Some talk about the Jewish intelligence factor when intellectuals are discussed.  But what set Jews apart, at least up till now, is that Jews have existed on the margins of the powerful and the normative.  Jews were on the run. 

Though Jews are all over our modern universities, have you noticed how little real thought they produce today?  Instead of being on the run, Jews have settled in.  Few Jewish university professors, today, would choose the University in Exile.  The status and money flow are too low.  Why teach those who will be on the run when you want nothing more than to hob-nob with whatever powerful clique can advance you to the next chair in Jewish Studies?

On the Jewish (re)education front – since the Rabbis for Jewish Rights are so interested in our children after the Zion Square episode – we should send our young ones to a University in Exile.  To see how the Other Half lives.  Like Mahatma Condi on the run in Lebanon.
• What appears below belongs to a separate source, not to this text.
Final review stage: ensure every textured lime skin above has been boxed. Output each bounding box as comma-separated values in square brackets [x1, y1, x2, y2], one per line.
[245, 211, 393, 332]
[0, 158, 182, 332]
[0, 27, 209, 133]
It was quite an education for her, wasn’t it?

Think of our heroic Henry Schwarzschild, resignation letter and all, sitting at the feet of the Civil Rights giants.  That was a University in Exile right here in America.  Henry was on the run from the Nazis, then gave his all for African Americans on the run in America.  Henry, the exile, saw it all here in America.  Sure Henry was in many ways a teacher, but he also had to be a willing student. 

In a University in Exile it isn’t always easy to figure out who’s the teacher and who’s the student.  That’s the way it is in the classroom of life.  That’s the way it should be in our universities.

I was in the same situation in my years at Maryknoll.  Students came from all over the world. Once they understood their vocation was with the poor and oppressed rather than the empire, even some of the missionaries were on the run.  Though they were sent out from the American empire with an empire religion, they studied the faces of those they baptized. They finally understood that the evangelization they pursued had been reversed.  It was they, the missionaries, who had to be evangelized.  Rather than teachers,they were the students of those on the run.  The peasants and priests of the poor and oppressed were the teachers. 

So it is with our Jewish sons and daughters.  It’s not for the parents of Zion Square(d) – the ethnic cleansers and those who enable it – to teach our children.  They need to go to another school, a school  with teachers and students who are on the run.

When the student is ready, yes, the teacher appears.  I have a picture of beautiful Hannah, Henry’s daughter, planting an olive tree in the West Bank.  She is a teacher – for Jews.  But she is also a student – of Palestinian teachers.

I wonder if Henry knew James Baldwin, one of my favorite writers since my youth.  Baldwin lived his last years in France.  Listen to Baldwin and see if it strikes you as relevant for Jewish students to hear once again, transposing his words into a challenge for Jewish ethics:

I imagine one of the reasons people cling to their hates so stubbornly is because they sense, once hate is gone, they will be forced to deal with pain.

If we – and now I mean the relatively conscious whites and the relatively conscious blacks, who must, like lovers, insist or create, the consciousness of others – do not falter in our duty, we may be able, handful that we are, to end the racial nightmare, and achieve our country, and change the history of the world.  If we do not now dare everything, the fulfillment of that prophecy, created from the Bible in song by a slave, is upon us: God gave Noah the rainbow sign, No more water, the fire next time!

I took my evening walk on the beach thinking of Baldwin and the University in Exile and the New Diaspora.  In my imagination, the relatively conscious whites and Blacks Baldwin wrote about became Jews and Palestinians of Conscience.  Ending the racial nightmare became the Holocaust and the Nakba. To achieve our country became a challenge to achieve an Israel/Palestine based on justice and equality.  This would change the world.

Walking on a beach after a storm is wonderful.  And yes, this evening a rainbow arched over the water.  Clouds framed the translucent blue water.